Travel and access to new ways of life also prompted people to reconsider what matters in life. 

“Clients travelled extensively before Covid and they know that life can go at a different pace,” Xiao said.

“Hywin wants to view health as a value proposition, and it is a new dimension in client engagement and not an afterthought.”

The term “health management” relates to lifestyle advisory, health guidance, preventive screening, medical advice, anti-aging regimes, and the delivery of solutions and programmes through inhouse resources or through referrals to carefully selected providers in China, US, Japan, and other countries. 

Xiao agreed that health management is also part of the risk management approach that is essential for a smart wealth management firm.

The firm’s 137,000 wealthy clients create a lot of demands for this sort of service.

Xiao said that a preventative approach is important part of the new approach: “Your health requires management because you can otherwise have an issue that needs intervention.”
 


Preparation
Hywin has examined the healthcare sector for more than two years to get its strategy right, analysing a mass of sub-sectors and business models. For example, it is working with FactSet to build a healthcare index.

“We have got a large base of substantive and validated in-house knowledge,” Xiao said. 

“Clients will say that `you already have so much info about my family’. We can therefore map out a family’s members, their footprint, their health situations, and their life aspirations. Wealth managers are gatekeepers.”

Why is Hywin taking this step when other wealth firms don’t appear to be doing so?

“This is a technical domain, and you cannot do it in a superficial manner. It takes a level of ownership and conviction and learning efforts about a new domain,” Xiao said.
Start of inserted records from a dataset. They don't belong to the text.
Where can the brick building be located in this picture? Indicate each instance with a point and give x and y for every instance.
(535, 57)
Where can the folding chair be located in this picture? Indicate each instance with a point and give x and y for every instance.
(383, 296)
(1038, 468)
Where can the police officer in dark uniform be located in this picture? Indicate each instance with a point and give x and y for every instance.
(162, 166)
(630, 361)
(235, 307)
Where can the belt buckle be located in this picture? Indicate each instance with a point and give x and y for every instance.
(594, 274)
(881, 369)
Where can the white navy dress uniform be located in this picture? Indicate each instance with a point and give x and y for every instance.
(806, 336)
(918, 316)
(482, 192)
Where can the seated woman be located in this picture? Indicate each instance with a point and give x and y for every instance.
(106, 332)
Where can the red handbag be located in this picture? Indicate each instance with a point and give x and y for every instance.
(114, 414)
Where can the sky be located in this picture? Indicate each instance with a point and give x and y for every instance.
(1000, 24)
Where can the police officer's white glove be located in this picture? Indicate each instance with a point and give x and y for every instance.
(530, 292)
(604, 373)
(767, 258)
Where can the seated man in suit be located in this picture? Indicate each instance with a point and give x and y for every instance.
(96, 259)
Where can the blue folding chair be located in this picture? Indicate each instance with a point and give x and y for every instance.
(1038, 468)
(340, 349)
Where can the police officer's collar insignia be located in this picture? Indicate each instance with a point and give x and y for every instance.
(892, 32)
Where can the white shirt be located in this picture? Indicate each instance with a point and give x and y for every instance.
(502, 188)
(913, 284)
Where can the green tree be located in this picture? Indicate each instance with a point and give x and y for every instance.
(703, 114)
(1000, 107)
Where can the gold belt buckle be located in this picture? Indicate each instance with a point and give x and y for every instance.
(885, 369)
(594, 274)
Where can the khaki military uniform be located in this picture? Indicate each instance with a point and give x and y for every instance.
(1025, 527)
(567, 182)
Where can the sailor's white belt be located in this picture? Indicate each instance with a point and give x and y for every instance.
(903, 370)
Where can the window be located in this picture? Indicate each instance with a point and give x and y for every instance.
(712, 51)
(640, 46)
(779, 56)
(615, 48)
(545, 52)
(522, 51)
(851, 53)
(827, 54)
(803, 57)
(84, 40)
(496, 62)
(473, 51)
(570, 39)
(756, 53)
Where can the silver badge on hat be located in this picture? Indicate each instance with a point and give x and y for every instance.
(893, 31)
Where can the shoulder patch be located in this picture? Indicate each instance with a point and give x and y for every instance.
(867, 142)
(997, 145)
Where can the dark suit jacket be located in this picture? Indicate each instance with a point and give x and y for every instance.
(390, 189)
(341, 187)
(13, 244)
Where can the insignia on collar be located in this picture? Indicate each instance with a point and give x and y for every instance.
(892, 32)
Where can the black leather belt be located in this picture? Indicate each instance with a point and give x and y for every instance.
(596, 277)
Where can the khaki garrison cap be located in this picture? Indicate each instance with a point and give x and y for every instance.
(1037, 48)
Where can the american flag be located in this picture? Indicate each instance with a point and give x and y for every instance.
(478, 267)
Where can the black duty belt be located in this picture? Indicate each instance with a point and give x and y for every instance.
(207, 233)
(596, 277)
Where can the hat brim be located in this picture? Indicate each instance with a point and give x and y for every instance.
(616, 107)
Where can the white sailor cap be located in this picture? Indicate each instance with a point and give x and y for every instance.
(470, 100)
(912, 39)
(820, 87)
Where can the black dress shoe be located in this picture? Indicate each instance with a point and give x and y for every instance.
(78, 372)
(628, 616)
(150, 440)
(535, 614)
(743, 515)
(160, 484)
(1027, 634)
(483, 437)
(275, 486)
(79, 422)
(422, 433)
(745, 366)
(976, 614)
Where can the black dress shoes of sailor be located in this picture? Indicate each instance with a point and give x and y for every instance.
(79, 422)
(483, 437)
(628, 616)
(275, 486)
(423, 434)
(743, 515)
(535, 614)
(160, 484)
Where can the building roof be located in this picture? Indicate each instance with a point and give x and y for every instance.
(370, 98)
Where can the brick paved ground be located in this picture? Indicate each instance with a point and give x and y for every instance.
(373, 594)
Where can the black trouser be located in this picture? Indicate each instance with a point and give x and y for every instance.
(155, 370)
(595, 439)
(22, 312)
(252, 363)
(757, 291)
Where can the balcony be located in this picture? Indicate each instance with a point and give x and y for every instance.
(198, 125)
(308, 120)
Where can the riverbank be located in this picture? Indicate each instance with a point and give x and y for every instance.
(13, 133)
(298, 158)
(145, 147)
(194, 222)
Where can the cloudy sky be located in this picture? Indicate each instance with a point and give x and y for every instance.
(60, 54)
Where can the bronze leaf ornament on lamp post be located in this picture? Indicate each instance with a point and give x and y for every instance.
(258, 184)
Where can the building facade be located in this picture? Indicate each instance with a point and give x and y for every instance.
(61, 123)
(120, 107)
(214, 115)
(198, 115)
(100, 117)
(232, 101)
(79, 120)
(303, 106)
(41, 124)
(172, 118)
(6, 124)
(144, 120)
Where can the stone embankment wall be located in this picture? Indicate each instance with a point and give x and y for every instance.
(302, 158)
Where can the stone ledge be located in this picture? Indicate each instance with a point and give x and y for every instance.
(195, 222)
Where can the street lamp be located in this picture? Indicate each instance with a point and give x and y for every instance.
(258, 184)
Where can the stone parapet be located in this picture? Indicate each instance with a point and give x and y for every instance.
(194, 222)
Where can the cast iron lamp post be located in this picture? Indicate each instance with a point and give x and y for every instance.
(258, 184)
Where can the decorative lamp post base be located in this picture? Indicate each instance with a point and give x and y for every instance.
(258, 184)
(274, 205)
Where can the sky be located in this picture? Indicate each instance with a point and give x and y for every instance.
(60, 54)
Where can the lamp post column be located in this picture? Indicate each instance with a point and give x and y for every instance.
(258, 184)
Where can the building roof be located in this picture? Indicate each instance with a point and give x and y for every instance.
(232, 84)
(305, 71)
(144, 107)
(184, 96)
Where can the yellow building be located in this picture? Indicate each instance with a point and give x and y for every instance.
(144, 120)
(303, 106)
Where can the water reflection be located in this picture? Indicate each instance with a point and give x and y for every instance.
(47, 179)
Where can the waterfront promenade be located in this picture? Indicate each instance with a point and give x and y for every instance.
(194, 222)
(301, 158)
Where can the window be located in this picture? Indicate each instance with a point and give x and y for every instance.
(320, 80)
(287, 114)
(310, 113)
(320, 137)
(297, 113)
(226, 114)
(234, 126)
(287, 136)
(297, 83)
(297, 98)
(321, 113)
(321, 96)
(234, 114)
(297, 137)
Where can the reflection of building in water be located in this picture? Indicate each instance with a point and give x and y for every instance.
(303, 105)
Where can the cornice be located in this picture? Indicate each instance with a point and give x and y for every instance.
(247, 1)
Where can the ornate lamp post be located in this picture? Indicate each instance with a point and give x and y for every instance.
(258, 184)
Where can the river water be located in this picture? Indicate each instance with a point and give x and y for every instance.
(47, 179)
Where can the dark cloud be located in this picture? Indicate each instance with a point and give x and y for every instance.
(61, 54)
Some private banks have referral programmes around healthcare, but don’t get more closely involved in tracking or talking about healthcare requirements and ideas with clients, and even less in delivering real solutions, he explained.

“A health conversation is not an Art Basel conversation. Once client interest is ignited, you must follow through. You must genuinely care.” (He referred to the global programme of arts exhibitions under the Art Basel programme. UBS, among other firms, has worked with it.) 

One benefit of being a wealth manager is that they can talk to HNW clients about health issues, perhaps, in ways that might ironically be harder for a person with a doctor because a client advisor has spent so much time knowing their family and the empathy and trust would be natural and strong. And privacy will be guarded with the same discretion that wealth managers are known for, Xiao said. 

Hywin is training staff to look out for health issues with clients, how to frame conversations and explain solutions. They can compare activity plans of clients. It makes them better informed bankers and advisors, he said. “I see lots of opportunity for learning and collaboration.”

 

Adding value
Hywin is confident in the systemic client value to be created through Life Infinity’s proposition.

“Life Infinity has been dealing with demanding and discerning clients for a decade and was applauded for its excellence and devotion,” Xiao said. 

This news service asked Xiao how, given the added complexity that comes with such an acquisition, it aims to keep the structure as simple as possible?

“Hywin Holdings already has businesses across wealth management, asset management, insurance brokerage, fiduciary services, and financial technology. The new element of health management extends the firm’s scope but is still guided by the Hywin values: client centricity, humility, passion, and teamwork. Every new business will be a strategic module, with its characteristics, but always part of a vibrant and collaborative eco-system,” he added.